Department of Anthropology, University of Utah, 260 S Central Drive, Carolyn and Kem Gardner Commons, Suite 4625, Salt Lake City, UT 84112, USA.
Gigascience. 2019 Jul 1;8(7). doi: 10.1093/gigascience/giz074.
Mammalian X and Y chromosomes share a common evolutionary origin and retain regions of high sequence similarity. Similar sequence content can confound the mapping of short next-generation sequencing reads to a reference genome. It is therefore possible that the presence of both sex chromosomes in a reference genome can cause technical artifacts in genomic data and affect downstream analyses and applications. Understanding this problem is critical for medical genomics and population genomic inference.
Here, we characterize how sequence homology can affect analyses on the sex chromosomes and present XYalign, a new tool that (1) facilitates the inference of sex chromosome complement from next-generation sequencing data; (2) corrects erroneous read mapping on the sex chromosomes; and (3) tabulates and visualizes important metrics for quality control such as mapping quality, sequencing depth, and allele balance. We find that sequence homology affects read mapping on the sex chromosomes and this has downstream effects on variant calling. However, we show that XYalign can correct mismapping, resulting in more accurate variant calling. We also show how metrics output by XYalign can be used to identify XX and XY individuals across diverse sequencing experiments, including low- and high-coverage whole-genome sequencing, and exome sequencing. Finally, we discuss how the flexibility of the XYalign framework can be leveraged for other uses including the identification of aneuploidy on the autosomes. XYalign is available open source under the GNU General Public License (version 3).
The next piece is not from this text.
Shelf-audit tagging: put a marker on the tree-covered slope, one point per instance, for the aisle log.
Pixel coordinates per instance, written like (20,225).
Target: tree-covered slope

Sex chromsome sequence homology causes the mismapping of short reads, which in turn affects downstream analyses. XYalign provides a reproducible framework to correct mismapping and improve variant calling on the sex chromsomes.
哺乳动物的 X 和 Y 染色体具有共同的进化起源,并保留了高度相似的序列区域。相似的序列内容可能会混淆将短的下一代测序读取映射到参考基因组的过程。因此,参考基因组中同时存在性染色体可能会导致基因组数据中的技术伪影,并影响下游分析和应用。了解这个问题对于医学基因组学和群体基因组推断至关重要。
在这里,我们描述了序列同源性如何影响性染色体上的分析,并提出了 XYalign,这是一种新的工具,(1)从下一代测序数据中推断性染色体的组成;(2)纠正性染色体上的错误读取映射;(3)对重要质量控制指标(如映射质量、测序深度和等位基因平衡)进行制表和可视化。我们发现序列同源性会影响性染色体上的读取映射,这会对变体调用产生下游影响。然而,我们表明 XYalign 可以纠正错误映射,从而更准确地调用变体。我们还展示了如何使用 XYalign 输出的指标在各种测序实验中识别 XX 和 XY 个体,包括低覆盖度和高覆盖度全基因组测序以及外显子组测序。最后,我们讨论了如何利用 XYalign 框架的灵活性来进行其他用途,包括鉴定常染色体的非整倍性。XYalign 在 GNU 通用公共许可证(版本 3)下以开源形式提供。
性染色体序列同源性导致短读取的错误映射,进而影响下游分析。XYalign 提供了一个可重复的框架,可以纠正性染色体上的错误映射并提高变体调用的准确性。